There is one aspect of this country that fits in with the rest of the Middle East, and brings me back to the dominant theme of my first Alexandrian Note: the traffic. My housemate, H, was travelling to the airport in Cairo early yesterday morning for a flight to London. I got a call from him in the early afternoon: “have you heard what happened?” (an ominous way to start any conversation). I hadn’t. H had been in the initial crash of a 17 car pile-up in thick fog on the Alex-Cairo road, where cars travel in excess of 90 mph whatever the weather, and whatever the road conditions. He was asleep in the back seat when his car was hit from behind, and had woken up a few hours later in intensive care. My other housemate and I rushed to the station, and got the first train we could to Cairo. Thankfully, the hospital had called an upper-class Egyptian friend of his shortly after he arrived, and he had reassured them about money, and made sure that he was getting proper treatment. This was particularly helpful in H’s case, as he doesn’t have insurance…
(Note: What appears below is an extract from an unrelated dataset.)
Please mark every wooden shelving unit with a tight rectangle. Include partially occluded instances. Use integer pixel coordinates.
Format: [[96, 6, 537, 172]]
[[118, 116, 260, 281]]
My other housemate and I arrived at the hospital at 11pm, well after visiting hours, and blagged our way in by asking to speak to his doctor. The doctor seemed very good and competent, told us all that had happened, and all that they were going to do. He was in intensive care for observation, but he was stable and lucid. He’d had a very bad concussion, and they had to wait until the swelling had gone down a bit before they could tell whether there was any more serious damage. We were then allowed in to see him – remarkably his external injuries were limited to minor cuts and bruises (his Egyptian friend had told me that the car was in pieces). I’m exceedingly lucky to still have a housemate.

I suppose there are two morals to this story. The first is that if one is in this country for long enough, one is almost guaranteed to be in a car accident. Almost everyone I know has been – major or minor. But the biggest is never, ever travel without insurance, especially in this part of the world. Nothing here works without a little currency-shaped lubrication – doctors concerned about payment will not treat, or if they do, they won’t care. If it wasn’t for H’s friend, he’d be in a very much worse situation now.

A final point of interest came on the journey back into downtown Cairo from the hospital. We went through Tahrir square, in my first time there. It looked rather like a fair: if fairs were routinely held in the middle of big roundabouts, and in which people wore surgical masks as a defence against tear gas. The traffic was being directed by protesters, while within the encampment youths sat chatting around big kettles of tea. Of course, it must be noted that this was a protest in its down stage – there were no apparent police around, and it mostly looked like young people having fun. I’m reliably informed that it’s very different at other times… Hence the surgical masks.